Текст книги "Чудеса на Рождество (СИ)"
Автор книги: Лесана Мун
Жанр:
Короткие любовные романы
сообщить о нарушении
Текущая страница: 1 (всего у книги 1 страниц)
Глава 1
– Леша, вставай!
Слышу крик мамы сквозь сон. Нет-нет-нет, аааа, блин. Все, сон ускользнул.
– Сынок, вставай! Проспишь ведь!
Эээх, такооой сон. Снилось море, белый песочек и мы с Юлькой лежим, подставив тушки горячему солнцу.
Замотавшись в одеяло, сползаю червячком с кровати и выглядываю в окно. Брррр. На градуснике минус десять. За ночь намело приличные сугробы. Белое небо хмуро взирает на город, того и гляди, продолжит закапывать нас в снегу. И что теперь? С лопатой идти на собеседование? Ну его нафиг. Всем спасибо, а я пошел спать дальше. Заползаю в кровать, укутываюсь с головой и уже начинаю задремывать, когда дверь открывается, и кто-то входит в комнату.
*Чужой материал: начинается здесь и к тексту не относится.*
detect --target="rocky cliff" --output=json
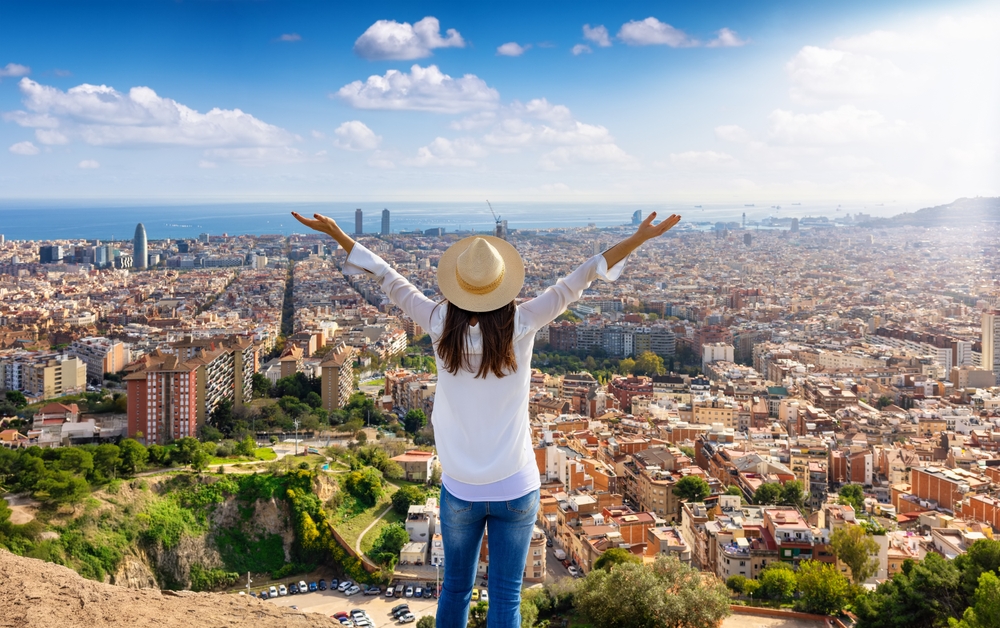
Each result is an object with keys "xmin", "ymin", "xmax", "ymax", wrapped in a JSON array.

Сто пудов, это бабушка. Вечно она забывает о личных границах!
– Алешенька, соколик, вставай ужо – раздается над головой скрипучий голос, подтверждающий мою догадку.
– Нету меня. Был и вышел весь. Дайте поспать! – недовольно бурчу медведем из кроватной берлоги.
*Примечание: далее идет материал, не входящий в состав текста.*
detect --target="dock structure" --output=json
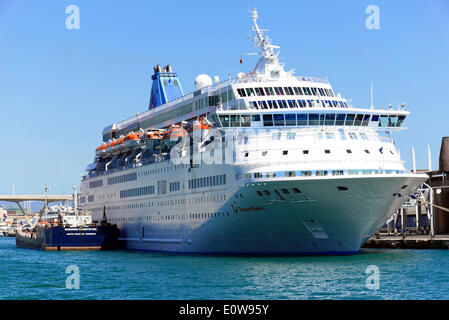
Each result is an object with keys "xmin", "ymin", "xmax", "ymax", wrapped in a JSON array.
[
  {"xmin": 0, "ymin": 187, "xmax": 74, "ymax": 237},
  {"xmin": 364, "ymin": 137, "xmax": 449, "ymax": 249}
]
– А я там блинов испекла. Как ты любишь. А мама достала из кладовки сливовое варенье. Давай, свет мой ясный, подымайся. Остынет ведь все.
– Иди, ба. Щаз встану – говорю ей недовольно, по опыту знаю, что надо соглашаться, а то ведь не отцепится.
Шаги, а потом дверь тихонько закрывается. Блииин, как не хочется вставать-то. Какой леший меня вчера дёрнул пообещать маме и дяде Коле, что я пойду сегодня на собеседование по работе? Ляпнул, чтоб отстали, а теперь вот приходится вставать ни свет, ни заря.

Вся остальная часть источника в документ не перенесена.